I. — Universalité du domaine de l’argot.


L’argot passe généralement pour être un dialecte spécial aux malfaiteurs. Sans être illogique, nous avons cru pouvoir étendre son domaine en comprenant dans ce vocabulaire toutes les excentricités de langage qui se produisent chaque jour dans les autres classes de la société. À le bien considérer, d’ailleurs, le mot d’argot justifie toutes les extensions. Sans le faire venir du grec argos, comme on l’a prétendu avant nous, nous y verrions logiquement un diminutif du vieux mot argu qui signifiait injure, reproche, et aussi ruse, finesse, subtilité. — Dès le XIVe siècle, hargoter voulait dire railler, dire des sottises. On le voit par le glossaire de Du Cange auquel il faut toujours recourir en matière d’étymologie.

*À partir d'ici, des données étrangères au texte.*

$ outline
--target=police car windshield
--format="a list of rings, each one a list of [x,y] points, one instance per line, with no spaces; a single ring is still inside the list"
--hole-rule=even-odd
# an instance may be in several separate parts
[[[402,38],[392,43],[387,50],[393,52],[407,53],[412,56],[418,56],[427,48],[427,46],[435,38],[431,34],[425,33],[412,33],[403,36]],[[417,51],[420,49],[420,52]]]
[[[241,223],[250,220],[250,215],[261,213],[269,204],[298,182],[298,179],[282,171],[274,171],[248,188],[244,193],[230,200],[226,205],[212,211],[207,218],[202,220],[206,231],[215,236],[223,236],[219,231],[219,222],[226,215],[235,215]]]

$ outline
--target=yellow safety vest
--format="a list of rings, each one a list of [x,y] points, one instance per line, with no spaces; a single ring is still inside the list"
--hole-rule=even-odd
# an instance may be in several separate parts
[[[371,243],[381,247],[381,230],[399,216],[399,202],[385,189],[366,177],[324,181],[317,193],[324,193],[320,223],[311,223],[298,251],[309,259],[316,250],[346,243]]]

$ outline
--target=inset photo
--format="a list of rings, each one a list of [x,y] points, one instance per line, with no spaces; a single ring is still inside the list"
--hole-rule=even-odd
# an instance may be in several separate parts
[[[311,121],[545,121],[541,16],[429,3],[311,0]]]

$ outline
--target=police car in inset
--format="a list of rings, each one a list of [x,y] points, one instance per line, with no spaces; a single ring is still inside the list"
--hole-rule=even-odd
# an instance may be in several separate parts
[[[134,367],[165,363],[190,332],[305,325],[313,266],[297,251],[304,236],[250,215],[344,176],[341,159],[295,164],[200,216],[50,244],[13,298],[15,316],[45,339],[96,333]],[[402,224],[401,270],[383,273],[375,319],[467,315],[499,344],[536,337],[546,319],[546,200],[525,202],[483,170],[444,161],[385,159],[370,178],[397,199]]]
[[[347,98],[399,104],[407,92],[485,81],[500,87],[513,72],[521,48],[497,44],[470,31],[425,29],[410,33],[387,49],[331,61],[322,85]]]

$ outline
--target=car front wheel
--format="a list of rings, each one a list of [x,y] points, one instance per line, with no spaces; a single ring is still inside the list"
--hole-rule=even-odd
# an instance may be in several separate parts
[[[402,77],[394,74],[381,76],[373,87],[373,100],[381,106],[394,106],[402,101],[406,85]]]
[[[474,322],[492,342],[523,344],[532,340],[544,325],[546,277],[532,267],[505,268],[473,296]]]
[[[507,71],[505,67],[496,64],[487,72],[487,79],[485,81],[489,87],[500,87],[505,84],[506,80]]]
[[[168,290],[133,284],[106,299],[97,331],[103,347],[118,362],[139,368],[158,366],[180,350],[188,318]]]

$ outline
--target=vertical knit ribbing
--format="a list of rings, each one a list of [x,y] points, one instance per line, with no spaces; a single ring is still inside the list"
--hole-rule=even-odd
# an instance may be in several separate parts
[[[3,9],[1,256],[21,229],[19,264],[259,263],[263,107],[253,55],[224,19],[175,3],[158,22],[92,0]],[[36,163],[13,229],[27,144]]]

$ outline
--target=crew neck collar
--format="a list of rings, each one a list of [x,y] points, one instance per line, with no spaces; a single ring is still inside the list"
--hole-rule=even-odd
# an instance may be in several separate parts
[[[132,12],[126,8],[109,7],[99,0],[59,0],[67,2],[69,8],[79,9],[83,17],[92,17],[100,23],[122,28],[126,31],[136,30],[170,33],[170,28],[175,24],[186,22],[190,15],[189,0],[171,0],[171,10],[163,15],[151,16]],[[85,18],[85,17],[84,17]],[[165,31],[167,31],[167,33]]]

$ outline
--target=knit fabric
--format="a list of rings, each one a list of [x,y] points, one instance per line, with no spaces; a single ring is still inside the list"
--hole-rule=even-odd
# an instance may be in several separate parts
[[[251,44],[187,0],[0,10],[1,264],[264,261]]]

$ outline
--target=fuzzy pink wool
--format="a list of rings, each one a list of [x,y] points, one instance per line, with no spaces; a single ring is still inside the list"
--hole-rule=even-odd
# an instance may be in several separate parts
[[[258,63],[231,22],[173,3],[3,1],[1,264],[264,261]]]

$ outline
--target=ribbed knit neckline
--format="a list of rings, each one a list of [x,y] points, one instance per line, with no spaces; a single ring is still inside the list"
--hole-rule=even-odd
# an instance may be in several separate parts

De même bigorne, synonyme d’argot, qu’un autre étymologiste a confondu avec l’enclume dite bigorne, n’est qu’un substantif tiré de l’ancien verbe biguer : changer, troquer. Parler bigorne ou argot signifie donc : parler un langage troqué, changé, user d’un langage de railleur, de sottisier. À ce compte, les salons ont eu leur argot comme les tapis francs ; les précieuses du jour ne le cèdent en rien aux gueux de nos cours des miracles, et nous sommes autorisé à prendre notre bien où il se trouve. Mais c’est surtout au point de vue parisien que nous avons cherché à rendre ce glossaire complet, parce que, en fait de langages, Paris est le grand rendez-vous. Là, se fabriquent ou se retrempent tous les mots nouveaux : ceux du bagne comme ceux du sport, ceux du boudoir comme ceux de l’atelier, ceux de la caserne comme ceux des couloirs de l’Assemblée, ceux de la halle comme ceux du collège et du journalisme. C’est dans le grand torrent de la circulation parisienne que les nouveaux venus viennent se confondre, et s’abandonner au courant qui doit décider de leur fortune ; car Paris fait la mode des mots, comme il fait la mode des chapeaux.


Toutefois, je ne signale là qu’un premier pas. Du caprice de la mode à la consécration de l’usage et surtout au passage dans la langue régulière, il y a loin. Ici, plus que jamais, on peut répéter : « Beaucoup d’appelés, peu d’élus. »

Et, cependant, parmi les élus, combien en est-il dont vous ne soupçonneriez guère la récente origine ! Laissez-moi vous en rappeler quelques-uns. On ne s’en souvient plus assez.

S’imaginerait-on qu’en 1693, les adjectifs haineux, désœuvré, respectable, le substantif impolitesse, etc., n’étaient pas français[1] ?

S’imaginerait-on qu’en 1726, on passait pour parler argot quand on disait : détresse, scélératesse, encourageant, érudit, inattaquable, improbable, entente, naguères[2] ?

Où sait-on maintenant que, en 1803, Mercier, l’auteur du Tableau de Paris, faisait deux grands volumes tout exprès pour solliciter l’admission de mots aujourd’hui fort bien portés, tels que : fusion, fureter, franciser, flageoler, etc., etc.[3], mots que ses confrères de l’Académie n’avaient pas acceptés encore ?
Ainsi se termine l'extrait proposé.